It was an unusual move for an organization that has made a habit of opposing any and all new restrictions on gun rights, and one likely to increase momentum on Capitol Hill for legislative action to crack down on bump stocks, especially among Republicans.

At the White House shortly after the NRA issued its statement, Press Secretary Sarah Huckabee Sanders said that President Donald Trump is aware that Congress wants to take a look at bump stocks.

"We’d like to be a part of that conversation," she said. "We’re open to that moving forward."

A dozen bump stocks were found in the shooter's hotel room after Sunday's massacre in Las Vegas, leading some top Republicans who are generally hostile to gun restrictions to call for congressional action on the devices.

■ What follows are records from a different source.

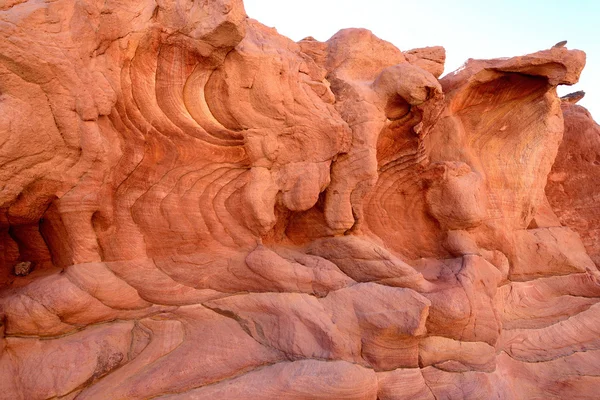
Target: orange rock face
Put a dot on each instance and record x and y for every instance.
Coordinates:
(194, 206)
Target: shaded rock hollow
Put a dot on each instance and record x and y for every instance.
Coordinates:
(194, 206)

At least one House Republican, Carlos Curbelo of Florida, is working on a bipartisan bill to crack down on bump stocks, and a number of other key GOP lawmakers, including the House Judiciary Committee chairman, Bob Goodlatte of Virginia, are looking into the issue.

Still, the carefully worded NRA statement stops short of calling for legislation, instead endorsing new federal regulations through the ATF.

However, ATF has already concluded bump stocks do not violate current law, and given its blessing to manufacturers of the devices.

"Bump fire stocks, while simulating automatic fire, do not actually alter the firearm to fire automatically, making them legal under current federal law," ATF Special Agent in Charge Jill Snyder told reporters in Las Vegas on Tuesday.

The NRA statement also criticized some lawmakers for pushing for gun control in the immediate aftermath of the shooting.

"Unfortunately, the first response from some politicians has been to call for more gun control. Banning guns from law-abiding Americans based on the criminal act of a madman will do nothing to prevent future attacks," LaPierre and Cox said.

And they used the statement to reiterate their desire that Congress pass a bill to make concealed carry weapons permits valid across state lines, "which will allow law-abiding Americans to defend themselves."